なお、教室型説明会につきましては、7月30日に開催された「都及び関係区市連絡会」において、豊島区は私が出席をし、区民の皆様および区議会から様々な意見や要望が出ていること、要望のなかで特に説明会に関するものが強いことを述べた上で、豊島区としては教室型を含めた説明会を複数回開催するなど、これまで以上に丁寧な説明を国に対して要望しています。教室型説明会の開催については国に引き続き強く求めてまいります。
雑感
前回の定例会(第3回)一般質問では、14名の区議のうち羽田新ルート問題を取り上げたのはゼロ。共産党2名(儀武さとる議員、小林ひろみ議員)さえも取り上げていなかった。豊島区内では羽田新ルートの影響を受ける可能性のある区民は4万人(全区民の15%)もいるのに、区議会議員の羽田新ルート問題への関心はすこぶる低い。
今回の定例会(第4回)一般質問14名のうち唯一、羽田新ルート問題を取り上げたのが清水みちこ議員(共産)。
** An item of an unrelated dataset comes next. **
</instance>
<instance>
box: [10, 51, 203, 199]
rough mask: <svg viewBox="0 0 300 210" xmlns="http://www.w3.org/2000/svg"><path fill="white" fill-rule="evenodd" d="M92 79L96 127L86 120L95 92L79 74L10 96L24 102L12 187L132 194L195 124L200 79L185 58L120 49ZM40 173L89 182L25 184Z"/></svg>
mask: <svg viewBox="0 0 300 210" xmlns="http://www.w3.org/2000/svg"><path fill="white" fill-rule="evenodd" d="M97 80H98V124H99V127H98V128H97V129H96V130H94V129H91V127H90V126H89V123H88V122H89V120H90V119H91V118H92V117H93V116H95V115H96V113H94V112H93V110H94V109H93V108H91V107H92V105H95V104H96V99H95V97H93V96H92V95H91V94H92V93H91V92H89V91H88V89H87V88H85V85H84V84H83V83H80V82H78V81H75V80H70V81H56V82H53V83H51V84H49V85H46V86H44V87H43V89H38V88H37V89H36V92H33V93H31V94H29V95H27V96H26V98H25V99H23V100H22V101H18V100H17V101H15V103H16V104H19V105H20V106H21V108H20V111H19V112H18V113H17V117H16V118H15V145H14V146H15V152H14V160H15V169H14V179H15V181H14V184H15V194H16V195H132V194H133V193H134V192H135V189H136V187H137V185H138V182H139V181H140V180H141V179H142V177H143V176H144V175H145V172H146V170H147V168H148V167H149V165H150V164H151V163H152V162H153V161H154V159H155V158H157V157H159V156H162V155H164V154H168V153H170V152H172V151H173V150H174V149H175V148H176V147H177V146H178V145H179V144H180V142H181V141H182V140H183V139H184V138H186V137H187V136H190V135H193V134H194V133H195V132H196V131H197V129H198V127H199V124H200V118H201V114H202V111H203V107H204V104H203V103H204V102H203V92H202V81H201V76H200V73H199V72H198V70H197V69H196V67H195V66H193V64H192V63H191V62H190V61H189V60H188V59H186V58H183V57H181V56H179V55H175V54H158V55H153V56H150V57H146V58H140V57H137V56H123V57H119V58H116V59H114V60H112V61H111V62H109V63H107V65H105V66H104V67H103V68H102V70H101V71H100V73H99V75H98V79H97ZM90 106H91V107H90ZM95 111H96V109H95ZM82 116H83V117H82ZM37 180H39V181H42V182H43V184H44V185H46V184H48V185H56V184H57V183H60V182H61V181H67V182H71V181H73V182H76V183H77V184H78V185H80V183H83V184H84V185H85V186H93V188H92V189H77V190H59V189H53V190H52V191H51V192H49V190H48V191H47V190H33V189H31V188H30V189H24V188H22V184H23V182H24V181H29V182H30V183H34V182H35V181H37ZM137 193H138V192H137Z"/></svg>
ただ、残念ながら、前々回の第2回定例会の本会議一般質問と代わり映えせず、教室型説明会の開催と計画の撤回を訴えていた。前々回の高野之夫区長の答弁は、今回の副区長の答弁と同様だった(国に対して引き続き丁寧な説明を求める。撤回を求める考えはない)。
区との撤回論議が交わされているのは、他の区議会でもさんざん観測された、不毛なやり取りである。年6回発行される区議会だよりで、議員の質問実績として記録される以上の意味はないのでは。